Turing And The Increasingly Important Case For Theory

Editor’s note: Zavain Dar is an early-stage VC at Lux Capital and Lecturer at Stanford University. He invests and supports deep technology companies leveraging advancements in Artificial Intelligence, Infrastructure, and emerging data and has taught courses on cryptocurrency and the intersections of AI, philosophy and venture. 

Like many in Silicon Valley, I recently saw Morten Tyldum’s The Imitation Game. I have a soft spot for underdog academic narratives and actually teared up. However, I couldn’t shake the feeling the film pigeonholed the breadth and depth of Turing’s work to early cryptography and its mechanized instantiation during WWII.

Cryptography aside, Turing’s work, theory and models still underline undergraduate curriculums in computer science, mathematics and philosophy. His models for computation form the basis for how mathematicians and computer scientists structure both what is solvable and the efficiency with which we can algorithmically solve answerable questions. His Church-Turing Thesis coupled with Godel’s Incompleteness Theorems still has philosophers debating the existence of universal constraints around human knowledge.

Finally, and perhaps most pressing given the ongoing renaissance in machine learning, the Turing Test remains the de facto yardstick against which we measure progress and traction in artificial intelligence.

Whereas The Imitation Game focuses on cryptography and wartime technology, there is no doubt that Turing’s work also includes AI, theoretical computer science, mathematics and even epistemology.

The realization that Turing’s work still has high relevance in both academia and industry got me thinking about how and why this is the case. What lessons can today’s technology entrepreneurs and investors pull from Turing’s intellectual longevity?

I start with a few very basic and generalized broad-stroke assumptions. (The focus on high level ‘Big-O’ approximations only seems fitting for this piece).

all-graphs

  1. With time, the state of infrastructure grows linearly. That is, infrastructure layers of software and technology have pressure to innovate and mature yet they don’t necessarily compound. The development of SQL didn’t push the standardization of TCP/IP and didn’t accelerate the advent and growth of bitcoin. While certainly some are necessary precursors to others, we see linear growth and creation here: one building off the other at a roughly constant velocity.
  2. As infrastructure grows, we see an exponential increase in the pace of innovation. Innovators no longer need to build full stack and proprietary solutions and hence are able to spend the majority of their cycles and bandwidth on the most important and differentiated components of their businesses. As such, latency in feedback loops drop, and the pace of innovation itself increases. Taking Nos. 1 and 2 into account, we get the following rule:
  3. The pace of innovations grows exponentially with respect to time. Conversely, as the pace of innovation increases, the life expectancy or expected window of relevancy for the status quo decreases. This should intuitively check out: The more innovation there is, the more disruption occurs, the shorter any one entity can retain hegemony without being thwarted by a disruptive upstart. Calculus aside, let’s take for granted that this too has a linear relationship.
  4. Life expectancy of the status quo decreases linearly as pace of innovation increases. And combining Nos. 3 and 4, we get our final result:
  5. Life expectancy of the status quo decreases exponentially with time. This is perhaps the most interesting. We have an argument that knowledge, hegemony, and power associated with the current status quo is becoming increasingly less valuable and stable. For example, top software companies from the late 80s and 90s had less pressure to innovate because the technology was more difficult to disrupt and hence had longer shelf lives. Over time, infrastructure matured, the pace of innovation increased, the potential of disruption grew, and the inertia associated with the current state, or status quo, dropped.

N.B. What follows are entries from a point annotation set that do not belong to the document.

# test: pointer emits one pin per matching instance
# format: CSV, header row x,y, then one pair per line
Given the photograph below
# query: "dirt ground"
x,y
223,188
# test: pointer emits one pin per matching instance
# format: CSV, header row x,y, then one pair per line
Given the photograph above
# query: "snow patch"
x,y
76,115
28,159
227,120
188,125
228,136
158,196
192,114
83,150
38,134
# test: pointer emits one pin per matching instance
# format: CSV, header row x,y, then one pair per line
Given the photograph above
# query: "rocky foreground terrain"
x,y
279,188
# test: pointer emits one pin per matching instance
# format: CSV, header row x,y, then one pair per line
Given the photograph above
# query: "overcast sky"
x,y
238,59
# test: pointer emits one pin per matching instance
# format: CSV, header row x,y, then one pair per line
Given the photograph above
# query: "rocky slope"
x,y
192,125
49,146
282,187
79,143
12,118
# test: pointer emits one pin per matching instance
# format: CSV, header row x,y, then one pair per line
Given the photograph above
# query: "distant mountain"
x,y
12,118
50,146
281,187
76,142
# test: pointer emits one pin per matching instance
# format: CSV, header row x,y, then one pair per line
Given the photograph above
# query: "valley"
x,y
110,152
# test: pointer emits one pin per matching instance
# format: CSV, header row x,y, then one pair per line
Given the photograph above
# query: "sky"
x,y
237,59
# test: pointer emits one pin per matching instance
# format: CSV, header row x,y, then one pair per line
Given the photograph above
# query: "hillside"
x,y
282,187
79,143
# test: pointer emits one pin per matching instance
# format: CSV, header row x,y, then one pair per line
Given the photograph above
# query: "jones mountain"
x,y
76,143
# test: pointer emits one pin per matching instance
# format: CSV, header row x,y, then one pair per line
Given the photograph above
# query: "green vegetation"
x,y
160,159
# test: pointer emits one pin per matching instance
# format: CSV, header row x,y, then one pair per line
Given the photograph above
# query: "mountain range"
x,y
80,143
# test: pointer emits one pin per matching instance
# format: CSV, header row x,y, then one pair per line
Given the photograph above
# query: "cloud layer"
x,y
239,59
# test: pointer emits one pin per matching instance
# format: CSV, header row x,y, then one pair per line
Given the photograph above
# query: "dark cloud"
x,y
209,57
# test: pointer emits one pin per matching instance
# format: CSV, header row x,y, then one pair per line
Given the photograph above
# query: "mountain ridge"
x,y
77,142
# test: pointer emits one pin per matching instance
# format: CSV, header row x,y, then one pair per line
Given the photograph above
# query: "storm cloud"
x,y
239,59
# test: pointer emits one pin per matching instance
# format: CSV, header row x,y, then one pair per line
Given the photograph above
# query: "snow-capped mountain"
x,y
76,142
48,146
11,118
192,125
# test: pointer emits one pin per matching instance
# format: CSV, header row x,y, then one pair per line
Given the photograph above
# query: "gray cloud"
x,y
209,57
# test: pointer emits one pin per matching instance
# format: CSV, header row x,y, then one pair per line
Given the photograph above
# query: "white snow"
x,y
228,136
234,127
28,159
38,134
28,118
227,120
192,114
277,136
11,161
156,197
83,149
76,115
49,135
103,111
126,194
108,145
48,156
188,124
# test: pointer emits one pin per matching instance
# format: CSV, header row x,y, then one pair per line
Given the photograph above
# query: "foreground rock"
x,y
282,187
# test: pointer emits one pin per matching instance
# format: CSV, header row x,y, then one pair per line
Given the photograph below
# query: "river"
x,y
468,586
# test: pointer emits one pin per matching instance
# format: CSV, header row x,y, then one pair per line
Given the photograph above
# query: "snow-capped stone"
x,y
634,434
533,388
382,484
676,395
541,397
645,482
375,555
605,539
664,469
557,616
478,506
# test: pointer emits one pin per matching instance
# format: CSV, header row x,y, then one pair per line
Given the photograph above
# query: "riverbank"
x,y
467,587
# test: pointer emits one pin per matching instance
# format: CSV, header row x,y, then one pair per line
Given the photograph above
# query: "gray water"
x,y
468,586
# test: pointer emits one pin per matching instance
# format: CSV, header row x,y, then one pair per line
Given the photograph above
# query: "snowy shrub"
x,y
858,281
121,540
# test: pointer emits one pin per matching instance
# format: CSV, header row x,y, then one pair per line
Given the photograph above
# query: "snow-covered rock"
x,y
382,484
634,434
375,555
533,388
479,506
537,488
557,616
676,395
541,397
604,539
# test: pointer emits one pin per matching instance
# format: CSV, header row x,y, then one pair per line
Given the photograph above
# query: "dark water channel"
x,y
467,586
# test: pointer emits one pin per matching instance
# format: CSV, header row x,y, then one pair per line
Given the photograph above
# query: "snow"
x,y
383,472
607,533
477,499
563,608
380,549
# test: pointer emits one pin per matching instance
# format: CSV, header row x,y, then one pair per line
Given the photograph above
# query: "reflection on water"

How does Turing’s work relate to this pseudo-anthropologic and economic postulating? Well, etched in Turing’s work was his ability to cut through the engineering limitations of his time and grapple with the underlying theory. By decoupling the current state of the art from the theoretical ground truth, Turing produced work that hasn’t lost applicability and has shown a near infinite shelf life.

His work today carries just as much, if not more (given the just-now relevant engineering possibilities), applicability as it did during his own time. This isn’t wholly dissimilar from how theoretical physicists working on chalk boards view their work in juxtaposition to applied physicists in cutting-edge linear accelerators.

As the window of relevancy for the status quo shrinks, investors and entrepreneurs alike must shift emphasis toward a Turing-like approach and work to hone a deeper understanding of underlying theory associated with the applied engineering of the day-to-day.

While technology and technology hegemony is increasingly vulnerable to disruption, we can use a sound grasp of baseline theory to start, build and invest in companies that aren’t fully dependent on the status quo but rather are aware of the accelerating state of art.

As seen through the longevity of Turing’s work, the increasing pace of innovation highlights the increasing importance of theoretical understanding for entrepreneurs and investors alike.